At the core of 61 Bullets is one of those stories whose personal relevancy greatly depends on your location. For residents of the state of Louisiana, the tale of Huey Long and his apparent assassination is a history class staple, with any field trip to the state house surely requiring a moment of reflection at the site of the bloodshed. However, outside of the bayou state, the knowledge of the incident is sparse. Hell, for those not steeped in political history, even the name Huey Long isn’t altogether familiar. Directors Louisiana Kreutz and David Modigliani appear to recognize this very situation and build their film in a way that works for either audience.
The historical stage of Louisiana is set immaculately. Effectively, the directors are putting on a history lesson for the audience, but it avoids feeling like we are being instructed by an annoyed teacher. The material feels fresh and the archival footage, period photos, and newspaper headlines are leveraged impressively. Kreutz and Modigliani do not just retell this story but gradually develop a cohesive and compelling narrative that propels the story forward. Within 61 Bullets is two stories, one of the past and one of the present, but they weave in and out of one another, informing and providing a wonderful crescendo.
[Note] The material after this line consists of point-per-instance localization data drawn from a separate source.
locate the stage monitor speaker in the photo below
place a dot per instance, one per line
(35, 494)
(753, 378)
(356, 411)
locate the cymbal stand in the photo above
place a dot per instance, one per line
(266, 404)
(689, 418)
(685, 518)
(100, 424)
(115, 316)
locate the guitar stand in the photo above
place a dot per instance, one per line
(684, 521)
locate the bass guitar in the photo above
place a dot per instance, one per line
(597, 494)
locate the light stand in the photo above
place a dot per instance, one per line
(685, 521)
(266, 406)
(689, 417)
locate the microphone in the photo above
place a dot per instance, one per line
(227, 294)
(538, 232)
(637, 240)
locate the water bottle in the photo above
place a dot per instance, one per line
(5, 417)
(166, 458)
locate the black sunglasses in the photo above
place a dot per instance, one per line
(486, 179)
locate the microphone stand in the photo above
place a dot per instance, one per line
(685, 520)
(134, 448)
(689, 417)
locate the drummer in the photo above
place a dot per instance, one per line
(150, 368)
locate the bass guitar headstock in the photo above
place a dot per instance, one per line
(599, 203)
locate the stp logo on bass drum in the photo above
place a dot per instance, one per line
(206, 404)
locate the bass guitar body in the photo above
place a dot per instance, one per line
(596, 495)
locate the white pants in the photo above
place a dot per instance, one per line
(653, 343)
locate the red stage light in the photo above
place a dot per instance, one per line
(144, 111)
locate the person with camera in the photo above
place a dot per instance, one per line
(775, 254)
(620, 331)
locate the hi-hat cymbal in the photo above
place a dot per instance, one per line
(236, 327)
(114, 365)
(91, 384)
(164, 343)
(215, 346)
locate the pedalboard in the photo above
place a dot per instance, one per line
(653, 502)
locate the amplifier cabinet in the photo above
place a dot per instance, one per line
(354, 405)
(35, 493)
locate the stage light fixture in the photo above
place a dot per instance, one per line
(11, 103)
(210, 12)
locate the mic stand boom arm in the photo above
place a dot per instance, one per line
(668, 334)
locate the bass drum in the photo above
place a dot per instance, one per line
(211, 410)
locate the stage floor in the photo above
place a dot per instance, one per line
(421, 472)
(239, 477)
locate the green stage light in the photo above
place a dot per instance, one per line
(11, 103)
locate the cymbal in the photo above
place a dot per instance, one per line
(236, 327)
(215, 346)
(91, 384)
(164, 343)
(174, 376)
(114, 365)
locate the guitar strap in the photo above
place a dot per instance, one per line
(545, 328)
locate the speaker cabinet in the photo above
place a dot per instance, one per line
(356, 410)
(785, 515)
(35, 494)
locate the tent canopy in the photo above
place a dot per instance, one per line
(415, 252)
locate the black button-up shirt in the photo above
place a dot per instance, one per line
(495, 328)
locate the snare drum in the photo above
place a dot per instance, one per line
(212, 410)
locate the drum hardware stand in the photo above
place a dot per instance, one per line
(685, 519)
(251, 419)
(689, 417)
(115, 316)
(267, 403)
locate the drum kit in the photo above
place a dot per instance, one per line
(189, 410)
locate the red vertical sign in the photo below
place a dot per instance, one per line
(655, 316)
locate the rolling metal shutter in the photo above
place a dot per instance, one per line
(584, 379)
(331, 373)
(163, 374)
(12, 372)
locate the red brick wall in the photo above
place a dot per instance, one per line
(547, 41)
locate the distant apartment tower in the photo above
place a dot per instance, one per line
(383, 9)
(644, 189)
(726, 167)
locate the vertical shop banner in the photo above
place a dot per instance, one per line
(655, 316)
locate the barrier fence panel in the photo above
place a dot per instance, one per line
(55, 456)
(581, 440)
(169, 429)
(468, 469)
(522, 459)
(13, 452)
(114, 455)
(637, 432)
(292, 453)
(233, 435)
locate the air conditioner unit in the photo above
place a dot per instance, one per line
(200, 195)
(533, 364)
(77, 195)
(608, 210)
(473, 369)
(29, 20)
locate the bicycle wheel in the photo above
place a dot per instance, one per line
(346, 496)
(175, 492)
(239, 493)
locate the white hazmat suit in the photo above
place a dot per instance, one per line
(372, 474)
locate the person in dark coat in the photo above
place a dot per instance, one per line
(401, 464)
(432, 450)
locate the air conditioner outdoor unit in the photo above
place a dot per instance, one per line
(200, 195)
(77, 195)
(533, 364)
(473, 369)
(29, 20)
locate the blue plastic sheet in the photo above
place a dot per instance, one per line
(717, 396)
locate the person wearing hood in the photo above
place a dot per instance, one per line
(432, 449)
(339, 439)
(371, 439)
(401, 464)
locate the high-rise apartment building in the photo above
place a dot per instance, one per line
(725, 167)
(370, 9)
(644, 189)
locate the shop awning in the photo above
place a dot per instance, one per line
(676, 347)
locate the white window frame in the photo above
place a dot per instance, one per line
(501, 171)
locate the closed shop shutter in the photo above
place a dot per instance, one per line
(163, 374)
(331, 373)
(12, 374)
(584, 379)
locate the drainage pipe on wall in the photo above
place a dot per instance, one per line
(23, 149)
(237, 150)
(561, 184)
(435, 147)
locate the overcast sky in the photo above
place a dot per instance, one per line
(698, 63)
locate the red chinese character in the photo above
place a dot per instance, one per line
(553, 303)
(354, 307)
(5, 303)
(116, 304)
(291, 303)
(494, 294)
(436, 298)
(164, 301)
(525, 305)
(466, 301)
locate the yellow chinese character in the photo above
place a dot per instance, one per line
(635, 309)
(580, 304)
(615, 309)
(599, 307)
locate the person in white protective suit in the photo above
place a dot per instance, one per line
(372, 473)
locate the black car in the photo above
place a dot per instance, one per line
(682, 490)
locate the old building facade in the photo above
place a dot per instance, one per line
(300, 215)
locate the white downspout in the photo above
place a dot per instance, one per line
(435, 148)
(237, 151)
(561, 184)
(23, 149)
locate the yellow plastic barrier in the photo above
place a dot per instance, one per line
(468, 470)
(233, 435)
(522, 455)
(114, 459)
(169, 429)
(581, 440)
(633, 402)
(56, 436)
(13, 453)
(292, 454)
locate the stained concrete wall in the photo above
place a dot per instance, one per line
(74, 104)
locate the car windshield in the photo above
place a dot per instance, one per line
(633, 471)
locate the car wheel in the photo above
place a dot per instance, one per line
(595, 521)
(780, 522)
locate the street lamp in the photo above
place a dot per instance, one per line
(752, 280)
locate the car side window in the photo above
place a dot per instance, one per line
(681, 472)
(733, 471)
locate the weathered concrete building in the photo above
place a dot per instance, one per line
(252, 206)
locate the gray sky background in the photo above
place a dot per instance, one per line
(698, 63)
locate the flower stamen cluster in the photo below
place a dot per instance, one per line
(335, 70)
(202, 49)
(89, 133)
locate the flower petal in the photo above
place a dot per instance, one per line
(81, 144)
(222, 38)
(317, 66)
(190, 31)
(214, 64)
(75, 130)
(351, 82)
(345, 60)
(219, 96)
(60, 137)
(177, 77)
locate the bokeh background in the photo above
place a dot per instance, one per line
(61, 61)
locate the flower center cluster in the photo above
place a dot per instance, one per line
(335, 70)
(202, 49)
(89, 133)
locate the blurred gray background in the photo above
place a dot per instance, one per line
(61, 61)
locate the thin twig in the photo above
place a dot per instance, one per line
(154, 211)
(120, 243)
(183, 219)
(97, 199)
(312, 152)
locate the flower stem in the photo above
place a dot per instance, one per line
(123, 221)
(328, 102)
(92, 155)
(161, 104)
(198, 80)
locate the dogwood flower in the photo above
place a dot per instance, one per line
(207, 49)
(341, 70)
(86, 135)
However, the past is where the story’s strength resides and the farther we journey from it the greater its power recedes.
It becomes apparent fairly early on that this film will not reach some bombastic conclusion, one where the truth of Huey Long’s death is revealed and Dr. Carl Weiss is vindicated. Surely, the directors would have loved to see this happen. It isn’t exactly hidden that the filmmakers reside squarely on the side of skepticism in terms of the veracity of the tale as written. But, what is to be done? The event occurred nearly a century ago, in a time where forensics was a foreign concept and the news cycle was far longer than 24 hours. Luckily, they seem to realize this, remaining steadfast in the subject matter but turning inward and attempting to make the film far more personal.
[Ida Boudreaux] offers us an emotional and personal window […] all with a conversational ease akin to sharing a sweet tea on her porch.
The film shifts away from the search for truth and becomes more of a journey to closure. Carl Weiss Jr. is positioned to be a powerful emotional through line for the film. The son of the slain alleged assassin, a boy that never knew his father and struggles to attain any semblance of truth of the incident. However, Weiss appears to have moved on long ago. His father was a man he never knew, so while he seems to recognize that he should care, he is all the happier to keep it squarely in the past. His presence and emotional vacancy are somewhat of a hindrance. If Carl doesn’t really care, should we? Luckily, 61 Bullets also brings us the gift that is Ida Boudreaux. The sister-in-law of Dr. Weiss, Ida is the embodiment of southern charm and hospitality. She offers us an emotional and personal window into the man that was and the family and future he was shaping, all with a conversational ease akin to sharing a sweet tea on her porch. When we should be politely on the outside, Ida welcomes us in with open arms and ends up being the film’s most apparent and accessible benefit.
The back and forth between the clinical investigative journalistic side and the more emotional personal aspect is what ultimately keeps 61 Bullets from greatness. It begins on the historical side and admittedly it does so with aplomb. Finding a balance between educational and entertaining, the tale is impressively well paced and provides just enough context to be historically dense while not becoming overly taxing. However, as the filmmakers begin to recognize the evidential limitations and the general political machinations opposing any change to history, they must course correct. The story then becomes about the people and just how difficult it can be to change history regardless of what may be the truth. The emotional connection is limited, largely due to the Carl Weiss Jr.’s own apparent disinterest in delving further. While some fantastic personalities, like Ida Boudreaux, are endlessly charming and do a lot to bridge the gap, it is just too wide an expanse to cross. 61 Bullets is quite successful as a piece of historical retelling but struggles to make the move to the present, feeling somewhat inconsequential and emotionally sparse.
61 Bullets is quite successful as a piece of historical retelling but struggles to make the move to the present, feeling somewhat inconsequential and emotionally sparse.